名張毒ぶどう酒事件 再審の可否、名古屋高裁が3月3日に決定
1961年に三重県名張市で起きた名張毒ぶどう酒事件で、亡くなった奥西勝さんの再審の可否について、名古屋高裁が3月3日に決定を出すことが分かりました。
名張事件は、一審で無罪判決が出たものの、二審で逆転死刑判決になり、7回目の再審請求で名古屋高裁が再審開始を認めたものの、検察の異議申し立てで再審が取り消されています。奥西さんは2015年に獄中で亡くなりました。妹の岡美代子さんが裁判を引き継いでおり、現在おこなわれているのは10度目の再審請求となります。

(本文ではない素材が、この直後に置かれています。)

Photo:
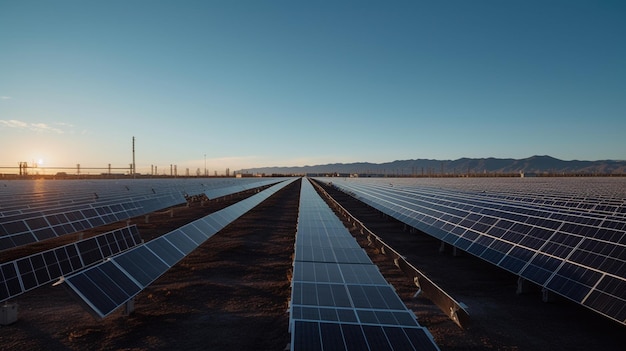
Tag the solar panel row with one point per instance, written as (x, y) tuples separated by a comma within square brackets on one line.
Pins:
[(109, 285), (340, 300), (578, 254), (37, 217), (27, 273)]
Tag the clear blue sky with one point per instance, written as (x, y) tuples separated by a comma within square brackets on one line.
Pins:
[(293, 83)]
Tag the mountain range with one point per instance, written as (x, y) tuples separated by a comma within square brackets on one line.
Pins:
[(473, 166)]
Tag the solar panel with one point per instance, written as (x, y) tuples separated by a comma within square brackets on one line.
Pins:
[(339, 298), (142, 265), (557, 233), (59, 208), (30, 272)]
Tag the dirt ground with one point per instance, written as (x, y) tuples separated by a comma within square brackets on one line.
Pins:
[(232, 293)]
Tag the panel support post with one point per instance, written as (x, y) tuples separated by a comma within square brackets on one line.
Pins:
[(442, 247)]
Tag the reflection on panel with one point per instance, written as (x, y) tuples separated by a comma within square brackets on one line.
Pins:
[(136, 269), (26, 273)]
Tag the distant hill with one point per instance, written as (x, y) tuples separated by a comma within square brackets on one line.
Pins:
[(426, 167)]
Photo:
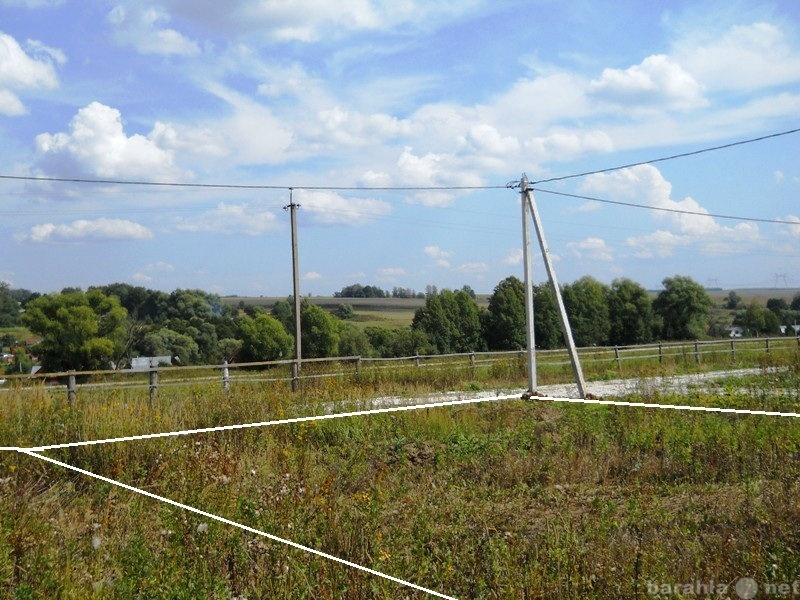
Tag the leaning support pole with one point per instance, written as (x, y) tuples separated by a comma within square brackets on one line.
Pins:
[(562, 313), (526, 254), (296, 286)]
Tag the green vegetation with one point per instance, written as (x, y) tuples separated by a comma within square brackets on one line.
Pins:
[(113, 324), (511, 499)]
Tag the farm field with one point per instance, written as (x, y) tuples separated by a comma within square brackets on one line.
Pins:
[(380, 312), (512, 499)]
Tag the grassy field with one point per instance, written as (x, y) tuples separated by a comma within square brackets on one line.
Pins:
[(503, 500), (378, 312)]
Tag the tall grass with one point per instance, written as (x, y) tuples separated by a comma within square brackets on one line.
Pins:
[(507, 500)]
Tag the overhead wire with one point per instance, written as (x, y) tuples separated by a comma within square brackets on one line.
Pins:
[(238, 186), (669, 210), (667, 158)]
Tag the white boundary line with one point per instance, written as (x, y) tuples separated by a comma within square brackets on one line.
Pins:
[(225, 521), (393, 409), (35, 452), (358, 413)]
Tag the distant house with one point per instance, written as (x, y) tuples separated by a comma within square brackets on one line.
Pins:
[(145, 363)]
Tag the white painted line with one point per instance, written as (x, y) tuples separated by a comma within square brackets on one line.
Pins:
[(234, 524), (687, 407), (393, 409)]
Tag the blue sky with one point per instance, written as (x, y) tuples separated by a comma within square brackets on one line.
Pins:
[(368, 93)]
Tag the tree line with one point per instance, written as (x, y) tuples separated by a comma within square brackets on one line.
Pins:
[(110, 325)]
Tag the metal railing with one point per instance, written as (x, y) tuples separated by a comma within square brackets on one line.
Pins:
[(287, 371)]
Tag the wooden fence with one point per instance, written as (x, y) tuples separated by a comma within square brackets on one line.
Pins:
[(593, 360)]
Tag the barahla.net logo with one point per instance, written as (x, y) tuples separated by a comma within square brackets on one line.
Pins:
[(745, 588)]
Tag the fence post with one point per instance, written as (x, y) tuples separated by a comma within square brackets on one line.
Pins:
[(71, 390), (153, 386)]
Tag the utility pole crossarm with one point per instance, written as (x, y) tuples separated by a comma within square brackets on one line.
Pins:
[(296, 281), (551, 275)]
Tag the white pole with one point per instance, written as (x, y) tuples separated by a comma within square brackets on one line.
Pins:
[(528, 267), (296, 281), (562, 312)]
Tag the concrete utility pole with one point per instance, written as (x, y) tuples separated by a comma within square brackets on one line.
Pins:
[(551, 275), (296, 279), (526, 255)]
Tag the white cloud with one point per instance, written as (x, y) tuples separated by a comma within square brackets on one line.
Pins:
[(339, 126), (485, 138), (311, 20), (252, 134), (794, 230), (646, 185), (432, 170), (442, 257), (473, 268), (568, 145), (21, 71), (514, 257), (33, 3), (592, 248), (656, 81), (231, 219), (106, 229), (390, 274), (142, 28), (329, 207), (156, 267), (96, 143), (746, 57), (659, 243), (10, 104), (141, 277)]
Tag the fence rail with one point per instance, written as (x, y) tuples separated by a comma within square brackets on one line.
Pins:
[(227, 375)]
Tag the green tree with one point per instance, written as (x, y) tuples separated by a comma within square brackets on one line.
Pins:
[(229, 348), (283, 310), (319, 331), (167, 342), (9, 307), (733, 301), (264, 338), (80, 331), (504, 327), (353, 341), (684, 307), (757, 320), (451, 321), (546, 324), (630, 312), (586, 301)]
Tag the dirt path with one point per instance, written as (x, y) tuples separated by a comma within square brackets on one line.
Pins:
[(602, 389)]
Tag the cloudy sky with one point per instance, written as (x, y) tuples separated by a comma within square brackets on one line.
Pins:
[(342, 96)]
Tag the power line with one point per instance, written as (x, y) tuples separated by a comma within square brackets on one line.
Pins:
[(669, 210), (235, 186), (664, 158)]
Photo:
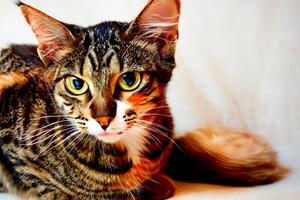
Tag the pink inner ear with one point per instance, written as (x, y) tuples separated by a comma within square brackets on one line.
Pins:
[(161, 14)]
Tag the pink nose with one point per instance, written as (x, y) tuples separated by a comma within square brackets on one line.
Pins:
[(104, 121)]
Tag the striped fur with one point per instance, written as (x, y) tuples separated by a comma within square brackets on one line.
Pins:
[(53, 145)]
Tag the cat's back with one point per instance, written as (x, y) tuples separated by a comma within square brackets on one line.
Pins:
[(19, 58)]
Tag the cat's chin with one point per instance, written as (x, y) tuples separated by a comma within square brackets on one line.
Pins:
[(109, 137)]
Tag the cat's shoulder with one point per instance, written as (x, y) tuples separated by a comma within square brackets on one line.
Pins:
[(19, 57)]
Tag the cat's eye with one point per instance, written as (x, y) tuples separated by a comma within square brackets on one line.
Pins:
[(75, 85), (129, 81)]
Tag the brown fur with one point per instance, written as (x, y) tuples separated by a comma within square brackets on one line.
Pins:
[(51, 144), (224, 155)]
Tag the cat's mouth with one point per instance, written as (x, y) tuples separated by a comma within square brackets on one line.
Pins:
[(109, 136)]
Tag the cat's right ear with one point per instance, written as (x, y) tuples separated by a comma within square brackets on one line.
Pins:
[(55, 40)]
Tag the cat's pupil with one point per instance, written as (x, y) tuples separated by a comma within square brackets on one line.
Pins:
[(129, 78), (77, 83)]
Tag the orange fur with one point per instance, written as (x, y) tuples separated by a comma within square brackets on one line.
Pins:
[(227, 156)]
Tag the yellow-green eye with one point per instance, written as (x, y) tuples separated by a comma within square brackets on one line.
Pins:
[(75, 85), (129, 81)]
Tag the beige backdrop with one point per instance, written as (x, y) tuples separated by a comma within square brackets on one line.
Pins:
[(238, 60)]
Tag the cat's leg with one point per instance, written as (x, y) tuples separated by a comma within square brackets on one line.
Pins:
[(159, 187)]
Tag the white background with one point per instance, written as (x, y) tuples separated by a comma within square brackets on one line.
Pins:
[(238, 62)]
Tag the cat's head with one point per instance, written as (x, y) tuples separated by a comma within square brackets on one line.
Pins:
[(108, 78)]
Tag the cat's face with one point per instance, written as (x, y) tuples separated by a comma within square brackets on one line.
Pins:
[(109, 80), (109, 87)]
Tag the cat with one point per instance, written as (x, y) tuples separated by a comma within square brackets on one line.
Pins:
[(84, 115)]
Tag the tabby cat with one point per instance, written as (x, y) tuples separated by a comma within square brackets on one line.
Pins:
[(84, 115)]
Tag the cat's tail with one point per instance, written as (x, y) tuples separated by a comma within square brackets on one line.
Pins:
[(224, 156)]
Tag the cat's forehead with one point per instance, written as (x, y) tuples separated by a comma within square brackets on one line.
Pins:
[(106, 45)]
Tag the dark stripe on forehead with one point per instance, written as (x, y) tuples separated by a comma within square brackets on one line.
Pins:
[(93, 60)]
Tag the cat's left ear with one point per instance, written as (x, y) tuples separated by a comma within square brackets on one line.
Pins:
[(158, 22), (55, 39)]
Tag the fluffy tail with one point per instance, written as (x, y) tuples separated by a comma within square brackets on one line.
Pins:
[(224, 156)]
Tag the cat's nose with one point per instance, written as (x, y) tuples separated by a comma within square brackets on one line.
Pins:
[(104, 121)]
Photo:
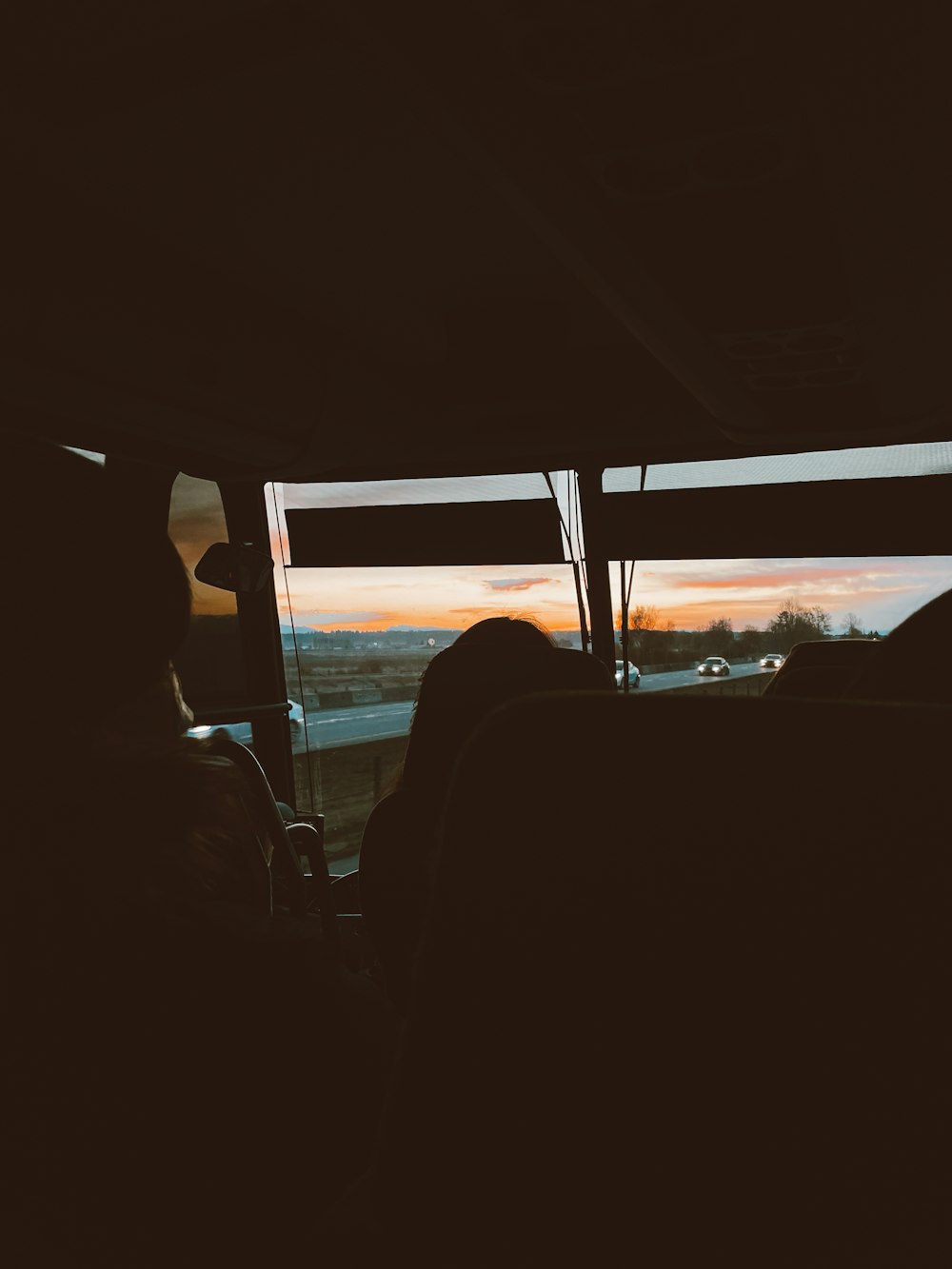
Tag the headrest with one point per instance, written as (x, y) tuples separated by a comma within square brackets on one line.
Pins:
[(843, 654), (813, 682), (904, 665), (468, 671), (464, 683)]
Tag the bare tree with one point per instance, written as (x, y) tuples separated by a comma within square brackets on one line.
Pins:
[(795, 624)]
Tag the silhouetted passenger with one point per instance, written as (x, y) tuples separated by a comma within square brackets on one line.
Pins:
[(490, 664), (908, 664), (170, 1044)]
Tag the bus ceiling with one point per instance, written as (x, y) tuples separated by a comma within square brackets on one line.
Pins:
[(375, 240)]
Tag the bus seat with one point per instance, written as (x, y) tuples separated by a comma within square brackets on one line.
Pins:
[(682, 998), (908, 663), (829, 665), (461, 685)]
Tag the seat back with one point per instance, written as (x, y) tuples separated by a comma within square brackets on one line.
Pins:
[(463, 684), (691, 1021), (821, 667)]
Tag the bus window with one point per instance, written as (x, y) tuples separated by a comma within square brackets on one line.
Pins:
[(209, 664), (750, 612), (357, 640)]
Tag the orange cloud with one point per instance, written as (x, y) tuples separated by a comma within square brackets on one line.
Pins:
[(517, 583)]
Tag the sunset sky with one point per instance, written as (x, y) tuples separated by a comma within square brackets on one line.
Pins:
[(882, 591)]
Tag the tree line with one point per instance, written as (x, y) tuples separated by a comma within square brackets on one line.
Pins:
[(655, 641)]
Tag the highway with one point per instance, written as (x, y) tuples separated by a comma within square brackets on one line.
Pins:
[(357, 724)]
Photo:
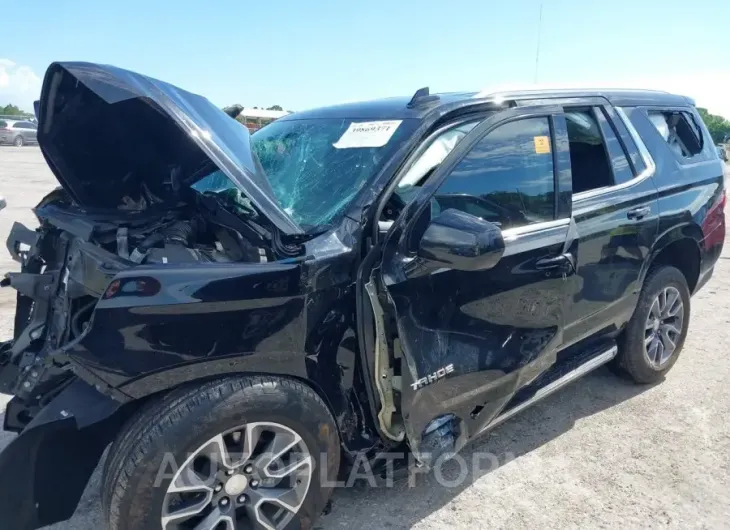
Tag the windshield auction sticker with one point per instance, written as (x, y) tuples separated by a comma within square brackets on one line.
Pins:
[(367, 134)]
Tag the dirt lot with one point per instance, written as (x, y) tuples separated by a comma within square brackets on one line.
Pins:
[(601, 453)]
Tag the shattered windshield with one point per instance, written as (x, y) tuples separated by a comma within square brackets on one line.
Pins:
[(317, 166)]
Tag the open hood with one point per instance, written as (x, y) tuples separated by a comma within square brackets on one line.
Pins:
[(121, 140)]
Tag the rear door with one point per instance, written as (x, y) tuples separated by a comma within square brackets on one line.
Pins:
[(616, 227), (27, 130), (470, 339)]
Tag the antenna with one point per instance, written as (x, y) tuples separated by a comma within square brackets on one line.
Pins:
[(537, 52)]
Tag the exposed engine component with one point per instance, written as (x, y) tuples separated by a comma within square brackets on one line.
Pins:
[(191, 240)]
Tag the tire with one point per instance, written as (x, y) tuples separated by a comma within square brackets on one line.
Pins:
[(168, 430), (637, 359)]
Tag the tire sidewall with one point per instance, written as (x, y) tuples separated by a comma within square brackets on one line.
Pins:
[(207, 418), (640, 367)]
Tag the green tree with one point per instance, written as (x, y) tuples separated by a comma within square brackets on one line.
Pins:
[(718, 126), (12, 110)]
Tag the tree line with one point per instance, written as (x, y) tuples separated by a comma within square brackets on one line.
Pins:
[(12, 110), (718, 126)]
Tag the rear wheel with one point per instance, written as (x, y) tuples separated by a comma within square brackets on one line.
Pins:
[(656, 332), (235, 454)]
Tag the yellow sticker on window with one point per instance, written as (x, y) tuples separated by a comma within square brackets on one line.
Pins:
[(542, 144)]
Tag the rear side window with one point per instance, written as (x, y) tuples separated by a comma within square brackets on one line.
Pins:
[(679, 130), (622, 171), (507, 178)]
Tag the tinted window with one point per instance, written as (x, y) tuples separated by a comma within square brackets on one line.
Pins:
[(506, 178), (679, 130), (589, 162), (619, 161), (623, 132)]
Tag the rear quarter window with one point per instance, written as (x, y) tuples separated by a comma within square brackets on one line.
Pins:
[(679, 130)]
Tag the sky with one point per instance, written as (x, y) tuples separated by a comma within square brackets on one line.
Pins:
[(304, 54)]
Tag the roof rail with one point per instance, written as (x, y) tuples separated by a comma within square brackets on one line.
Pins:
[(505, 92)]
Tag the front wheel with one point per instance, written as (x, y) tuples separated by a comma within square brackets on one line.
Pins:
[(237, 454), (656, 332)]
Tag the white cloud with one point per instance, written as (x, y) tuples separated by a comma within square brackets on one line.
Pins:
[(19, 85)]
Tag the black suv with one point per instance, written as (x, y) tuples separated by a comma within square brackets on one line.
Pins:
[(240, 317)]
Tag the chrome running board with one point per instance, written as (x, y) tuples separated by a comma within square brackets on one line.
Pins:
[(556, 385)]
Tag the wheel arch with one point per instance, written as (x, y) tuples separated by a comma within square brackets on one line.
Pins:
[(680, 247), (150, 387)]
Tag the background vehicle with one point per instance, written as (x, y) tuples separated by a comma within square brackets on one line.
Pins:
[(286, 320), (722, 152), (18, 133)]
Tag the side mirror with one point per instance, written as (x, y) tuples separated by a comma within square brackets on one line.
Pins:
[(461, 241)]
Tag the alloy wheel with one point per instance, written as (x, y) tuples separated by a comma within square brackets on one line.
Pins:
[(663, 327), (255, 476)]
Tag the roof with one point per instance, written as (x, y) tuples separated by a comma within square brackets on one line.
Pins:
[(397, 107), (263, 113)]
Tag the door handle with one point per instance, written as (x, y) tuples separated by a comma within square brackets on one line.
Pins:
[(554, 263), (638, 213)]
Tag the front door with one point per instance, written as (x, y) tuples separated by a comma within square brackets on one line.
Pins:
[(471, 339)]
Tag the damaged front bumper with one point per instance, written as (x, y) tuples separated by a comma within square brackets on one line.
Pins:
[(44, 470), (64, 417)]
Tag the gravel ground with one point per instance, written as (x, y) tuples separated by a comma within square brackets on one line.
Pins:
[(601, 453)]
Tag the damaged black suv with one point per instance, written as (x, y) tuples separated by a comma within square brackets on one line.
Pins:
[(240, 316)]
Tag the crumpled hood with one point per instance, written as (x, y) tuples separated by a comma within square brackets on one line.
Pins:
[(121, 140)]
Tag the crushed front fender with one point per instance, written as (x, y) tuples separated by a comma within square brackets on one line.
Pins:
[(44, 470)]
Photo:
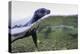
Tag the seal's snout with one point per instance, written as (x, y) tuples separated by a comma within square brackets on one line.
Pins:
[(48, 11)]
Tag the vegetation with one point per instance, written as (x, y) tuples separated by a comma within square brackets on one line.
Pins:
[(54, 33)]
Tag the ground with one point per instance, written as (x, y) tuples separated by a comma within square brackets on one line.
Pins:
[(54, 33)]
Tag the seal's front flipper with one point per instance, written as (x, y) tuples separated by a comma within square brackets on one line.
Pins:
[(34, 36)]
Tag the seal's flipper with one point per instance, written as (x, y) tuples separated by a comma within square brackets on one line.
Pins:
[(34, 36)]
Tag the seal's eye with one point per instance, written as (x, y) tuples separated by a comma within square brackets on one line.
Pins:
[(42, 11)]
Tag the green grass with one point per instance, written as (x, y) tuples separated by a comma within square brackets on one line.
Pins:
[(51, 37)]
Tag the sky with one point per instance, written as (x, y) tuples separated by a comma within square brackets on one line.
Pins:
[(23, 9)]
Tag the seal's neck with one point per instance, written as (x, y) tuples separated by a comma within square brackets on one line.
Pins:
[(35, 18)]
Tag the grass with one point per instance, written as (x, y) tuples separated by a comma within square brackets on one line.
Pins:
[(51, 36)]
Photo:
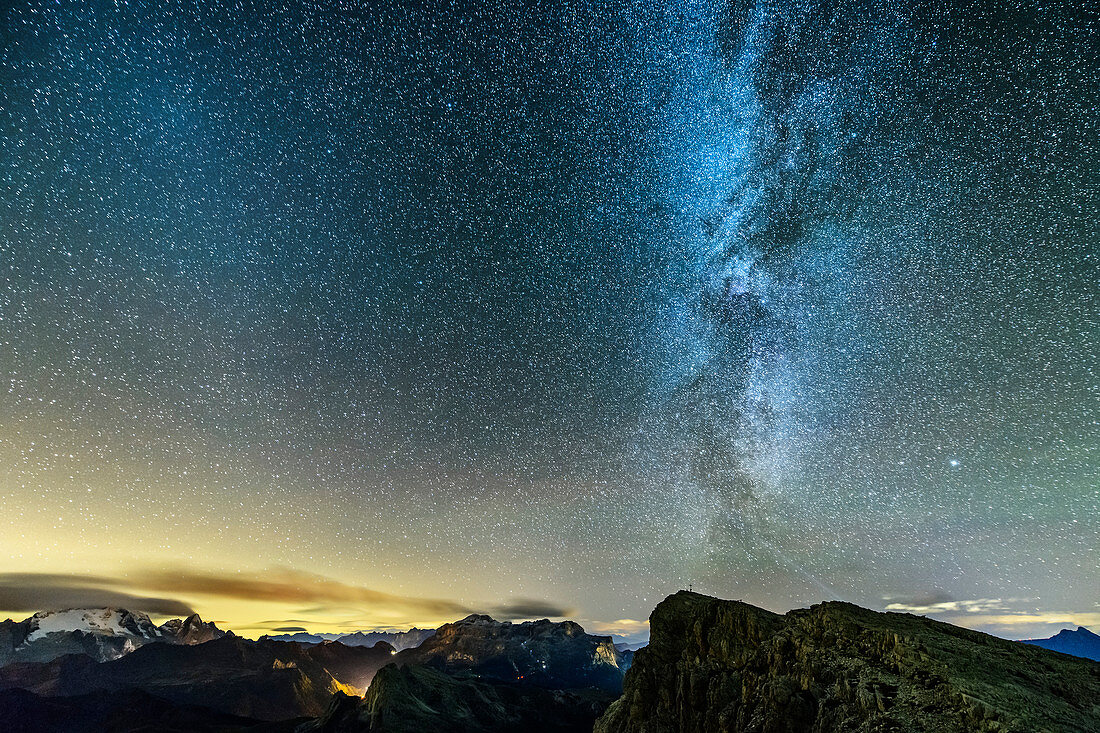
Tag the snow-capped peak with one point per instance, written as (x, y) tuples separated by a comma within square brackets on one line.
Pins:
[(102, 622)]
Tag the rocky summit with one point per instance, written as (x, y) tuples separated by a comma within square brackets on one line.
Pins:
[(537, 653), (721, 666)]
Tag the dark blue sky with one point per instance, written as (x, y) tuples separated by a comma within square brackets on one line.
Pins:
[(790, 301)]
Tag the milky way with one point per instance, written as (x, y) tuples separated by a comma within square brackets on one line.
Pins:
[(574, 302)]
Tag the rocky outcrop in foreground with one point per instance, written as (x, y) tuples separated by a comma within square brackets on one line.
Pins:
[(727, 667)]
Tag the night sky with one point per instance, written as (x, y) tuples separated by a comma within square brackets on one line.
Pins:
[(352, 315)]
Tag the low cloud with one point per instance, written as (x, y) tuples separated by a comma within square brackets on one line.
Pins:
[(25, 592), (625, 627), (312, 594), (292, 587), (529, 609), (946, 604)]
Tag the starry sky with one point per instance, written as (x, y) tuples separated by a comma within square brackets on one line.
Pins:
[(352, 315)]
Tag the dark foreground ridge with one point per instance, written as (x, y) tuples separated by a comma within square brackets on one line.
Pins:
[(719, 666)]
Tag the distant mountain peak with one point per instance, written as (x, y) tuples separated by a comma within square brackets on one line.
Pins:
[(1078, 643), (102, 634)]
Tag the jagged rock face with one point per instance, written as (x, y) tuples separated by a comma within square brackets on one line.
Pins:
[(266, 680), (191, 630), (399, 641), (415, 699), (724, 666), (538, 653), (102, 634)]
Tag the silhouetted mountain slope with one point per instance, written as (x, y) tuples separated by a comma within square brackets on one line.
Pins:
[(127, 710), (539, 653), (725, 666), (400, 641), (416, 699), (1080, 643), (267, 680), (354, 666)]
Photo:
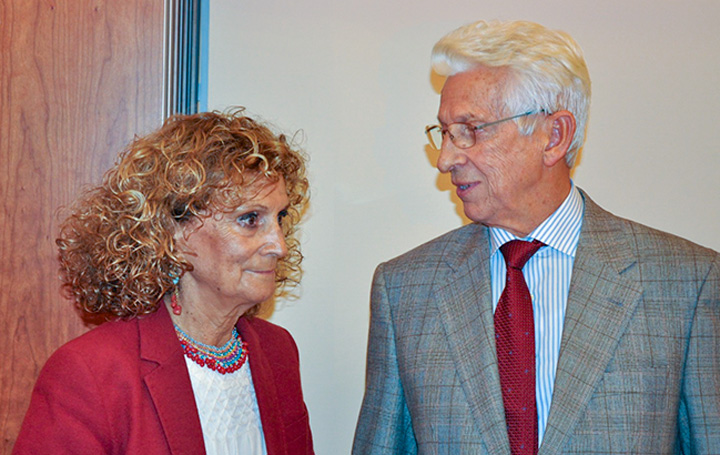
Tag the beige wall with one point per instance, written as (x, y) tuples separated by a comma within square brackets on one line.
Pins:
[(354, 76)]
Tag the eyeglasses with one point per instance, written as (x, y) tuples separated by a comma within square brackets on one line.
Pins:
[(462, 134)]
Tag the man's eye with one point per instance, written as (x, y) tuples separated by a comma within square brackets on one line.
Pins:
[(248, 219)]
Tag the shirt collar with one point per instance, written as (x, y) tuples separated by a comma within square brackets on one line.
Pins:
[(561, 230)]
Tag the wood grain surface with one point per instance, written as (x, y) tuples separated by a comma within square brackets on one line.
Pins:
[(78, 78)]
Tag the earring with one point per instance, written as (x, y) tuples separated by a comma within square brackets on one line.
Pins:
[(177, 309)]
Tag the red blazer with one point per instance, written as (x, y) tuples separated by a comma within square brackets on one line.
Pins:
[(124, 388)]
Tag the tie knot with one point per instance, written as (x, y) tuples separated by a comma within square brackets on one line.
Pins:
[(518, 252)]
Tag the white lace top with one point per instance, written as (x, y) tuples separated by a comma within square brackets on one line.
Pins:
[(229, 413)]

弁護団は、ぶどう酒の瓶に巻かれた封かん紙の糊の成分を鑑定。その結果、二種類の糊が検出されたことが分かり、封かん紙が貼り直されていた事実を解明。さらに、検察が隠していた事件直後の現場にいた住民の供述調書を開示せたことにより、現場に到着したぶどう酒の瓶に封かん紙が巻かれていたと述べられていたことが分かりました。奥西さんは警察に強要された嘘の「自白」で、毒を入れる際に封かん紙は破れ落ち、どこかにいった旨の供述をしています。このことから、奥西さんの「自白」が信用できないことが鮮明になりました。弁護団は、奥西さん以外の者が瓶に毒を混入した後、再び封かん紙を貼り直した可能性が高いと主張し、奥西さんの再審を開始するよう求めています。